Я не отношусь к числу кисейных барышень-недотрог, которых приводит в панику возможность остаться наедине с молодым человеком. Меня совершенно не волнует такое положение. Подруги называют меня ледышкой, потому что я никем еще не увлекалась, в то время как все они уже были влюблены и даже не раз. Конечно, они не правы, я не ледышка и не сухарь. Просто я мало думаю о тех пустяках, которые они принимают за серьезные увлечения. По-моему, любовь — это большое и прекрасное чувство, и играть в нее — это все равно, что кощунствовать над святыней.

У меня много знакомых студентов, с некоторыми из них я дружна, два-три мне очень нравятся. Уж не раз мне говорили о любви, было приятно слушать, не скрою, но сердце у меня ни разу не забилось ответным чувством.

Я сама не знаю, почему об этом пишу. Может быть, для того, чтобы лучше понять и еще раз почувствовать то ощущение, которое я испытала, встретив устремленный на меня взгляд черных блестящих глаз этого человека в вагоне. Тогда меня охватили и робость, и смущение, и чувство какой-то беззащитности. Никогда ничей взгляд не действовал на меня так.

Он сидел передо мной, крепкий, красивый, загорелый, с мальчишеским чубиком волос над умным, добрым лбом, и хотя его глаза смотрели дружески, но узкие губы под черными коротко подстриженными усами улыбались, как мне казалось, насмешливо.

Но вдруг все это наваждение исчезло, и мое смущение рассеялось, как сон. Я даже вздохнула свободней. Передо мной был мой старый знакомый, Дима Карачаров, товарищ Радия по школе. Годы, а главное усы так изменили его, что я не сразу узнала. Теперь я могу признаться, что когда-то он мне очень нравился и только его невероятная застенчивость помешала нам ближе познакомиться.
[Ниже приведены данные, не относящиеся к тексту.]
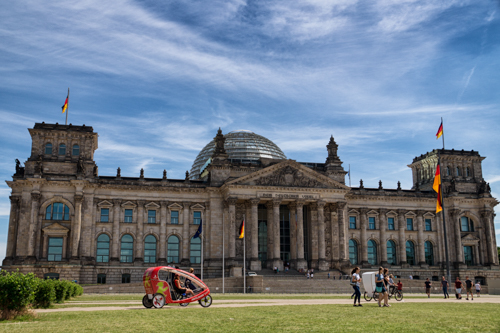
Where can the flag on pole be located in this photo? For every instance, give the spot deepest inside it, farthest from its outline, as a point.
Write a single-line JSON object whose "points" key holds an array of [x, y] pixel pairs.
{"points": [[437, 188], [65, 106], [440, 131], [199, 231], [242, 229]]}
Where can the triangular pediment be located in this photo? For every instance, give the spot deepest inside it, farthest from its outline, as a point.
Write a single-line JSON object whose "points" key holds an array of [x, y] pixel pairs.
{"points": [[288, 174], [55, 229], [105, 203]]}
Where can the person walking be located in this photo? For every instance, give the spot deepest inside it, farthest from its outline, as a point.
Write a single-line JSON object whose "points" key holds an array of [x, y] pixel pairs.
{"points": [[468, 285], [428, 285], [355, 278], [458, 288], [380, 287], [445, 285]]}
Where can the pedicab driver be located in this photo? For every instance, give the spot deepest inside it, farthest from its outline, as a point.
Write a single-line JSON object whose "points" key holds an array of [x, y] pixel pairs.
{"points": [[179, 288]]}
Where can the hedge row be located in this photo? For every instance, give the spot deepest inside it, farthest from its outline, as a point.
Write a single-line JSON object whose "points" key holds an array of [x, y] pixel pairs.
{"points": [[20, 291]]}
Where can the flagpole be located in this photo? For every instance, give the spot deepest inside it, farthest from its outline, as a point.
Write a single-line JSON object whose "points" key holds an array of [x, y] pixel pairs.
{"points": [[349, 175], [244, 259], [442, 130], [67, 109], [448, 275], [202, 241], [223, 246]]}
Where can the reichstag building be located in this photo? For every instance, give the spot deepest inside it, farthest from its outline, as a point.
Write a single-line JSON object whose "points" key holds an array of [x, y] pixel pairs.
{"points": [[67, 221]]}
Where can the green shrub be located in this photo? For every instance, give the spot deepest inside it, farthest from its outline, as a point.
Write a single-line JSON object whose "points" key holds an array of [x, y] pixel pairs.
{"points": [[61, 288], [45, 294], [17, 292]]}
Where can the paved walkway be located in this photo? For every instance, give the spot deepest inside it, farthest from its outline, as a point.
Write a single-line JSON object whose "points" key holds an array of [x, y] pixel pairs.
{"points": [[238, 303]]}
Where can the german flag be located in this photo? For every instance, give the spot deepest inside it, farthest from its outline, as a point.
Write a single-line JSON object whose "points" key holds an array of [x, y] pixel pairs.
{"points": [[65, 106], [440, 131], [437, 188], [242, 229]]}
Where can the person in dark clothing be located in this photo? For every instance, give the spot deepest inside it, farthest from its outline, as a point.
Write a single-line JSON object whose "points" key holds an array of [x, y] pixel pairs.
{"points": [[445, 285]]}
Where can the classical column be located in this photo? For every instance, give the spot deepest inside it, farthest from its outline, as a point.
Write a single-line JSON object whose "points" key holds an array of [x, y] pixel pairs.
{"points": [[115, 253], [185, 234], [343, 238], [420, 237], [486, 216], [301, 263], [76, 227], [35, 200], [402, 237], [139, 246], [255, 264], [292, 206], [163, 232], [364, 245], [313, 235], [322, 263], [232, 227], [455, 222], [12, 236], [276, 234], [383, 237], [270, 235]]}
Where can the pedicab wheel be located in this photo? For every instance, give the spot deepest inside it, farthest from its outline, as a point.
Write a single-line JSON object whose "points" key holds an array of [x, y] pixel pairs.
{"points": [[148, 303], [206, 301], [158, 301]]}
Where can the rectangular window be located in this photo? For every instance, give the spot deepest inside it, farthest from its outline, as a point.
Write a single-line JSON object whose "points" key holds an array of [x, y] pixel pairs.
{"points": [[196, 217], [371, 223], [55, 249], [174, 217], [390, 223], [352, 222], [151, 216], [104, 215], [128, 215], [428, 225], [409, 224]]}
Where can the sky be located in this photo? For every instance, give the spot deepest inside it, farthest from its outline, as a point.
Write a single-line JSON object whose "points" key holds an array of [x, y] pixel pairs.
{"points": [[156, 79]]}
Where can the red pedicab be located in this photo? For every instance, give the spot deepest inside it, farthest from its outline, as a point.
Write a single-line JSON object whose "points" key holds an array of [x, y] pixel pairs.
{"points": [[160, 292]]}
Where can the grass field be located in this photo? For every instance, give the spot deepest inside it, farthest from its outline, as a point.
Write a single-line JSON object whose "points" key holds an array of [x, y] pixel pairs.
{"points": [[401, 317]]}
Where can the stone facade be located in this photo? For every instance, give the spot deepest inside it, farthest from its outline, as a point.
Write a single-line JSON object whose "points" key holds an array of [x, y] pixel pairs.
{"points": [[66, 219]]}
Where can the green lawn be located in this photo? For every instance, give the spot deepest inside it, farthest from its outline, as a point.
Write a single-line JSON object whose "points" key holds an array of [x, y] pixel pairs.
{"points": [[401, 317]]}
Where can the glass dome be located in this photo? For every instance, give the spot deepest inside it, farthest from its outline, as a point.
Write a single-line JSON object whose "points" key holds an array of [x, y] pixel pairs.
{"points": [[241, 145]]}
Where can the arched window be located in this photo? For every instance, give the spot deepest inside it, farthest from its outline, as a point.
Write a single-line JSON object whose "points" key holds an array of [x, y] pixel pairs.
{"points": [[391, 252], [410, 253], [102, 248], [353, 252], [466, 224], [150, 249], [372, 252], [127, 249], [429, 253], [76, 150], [195, 250], [173, 249], [62, 149], [48, 149], [57, 211]]}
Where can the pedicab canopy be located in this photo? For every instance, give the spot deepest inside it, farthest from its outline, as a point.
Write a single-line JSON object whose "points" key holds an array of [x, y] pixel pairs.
{"points": [[154, 285], [369, 282]]}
Однако, прощаясь со мной, он сказал несколько таких слов, которые я не раз с нежностью вспоминала.

Мне очень мало пришлось встречаться и говорить с ним, но зато я много слышала о нем от Радия и от няни Саши, которая когда-то нянчила его и после была очень дружна с его родителями. Но не только рассказы няни и брата заставили меня ценить и уважать Дмитрия. Я видела, какое доброе влияние он оказывал на Радия. Только он один был в состоянии усмирять дикие фантазии моего брата, заставлять его учить уроки, читать. Не раз Радий в покаянные минуты признавался, что только Дмитрий умел вовремя одернуть его, сбить с него спесь. Особенно остро почувствовала я это, когда их пути разошлись. Без постоянной, дружески направляющей руки наш слабовольный Радий стал выпивать, бездельничать, и теперь не знаю, чем это может кончиться.

Увидев Дмитрия, я сразу вспомнила, как прекрасно он влиял на Радия, и подумала, что если бы брат мог опять опереться на его твердую руку, то был бы спасен.

Боюсь, что от радостной надежды, которую вдохнула в меня эта мысль, я вела себя с Дмитрием недостаточно сдержанно, много говорила, смеялась. Но я уверена, что если Дмитрий остался хоть чуточку прежним, то не осудит. Мне очень хочется верить, что он поможет нам. Он, наверное, и теперь такой же хороший и добрый. Я, как сейчас, вижу перед собой его глаза. Это глаза настоящего, верного друга.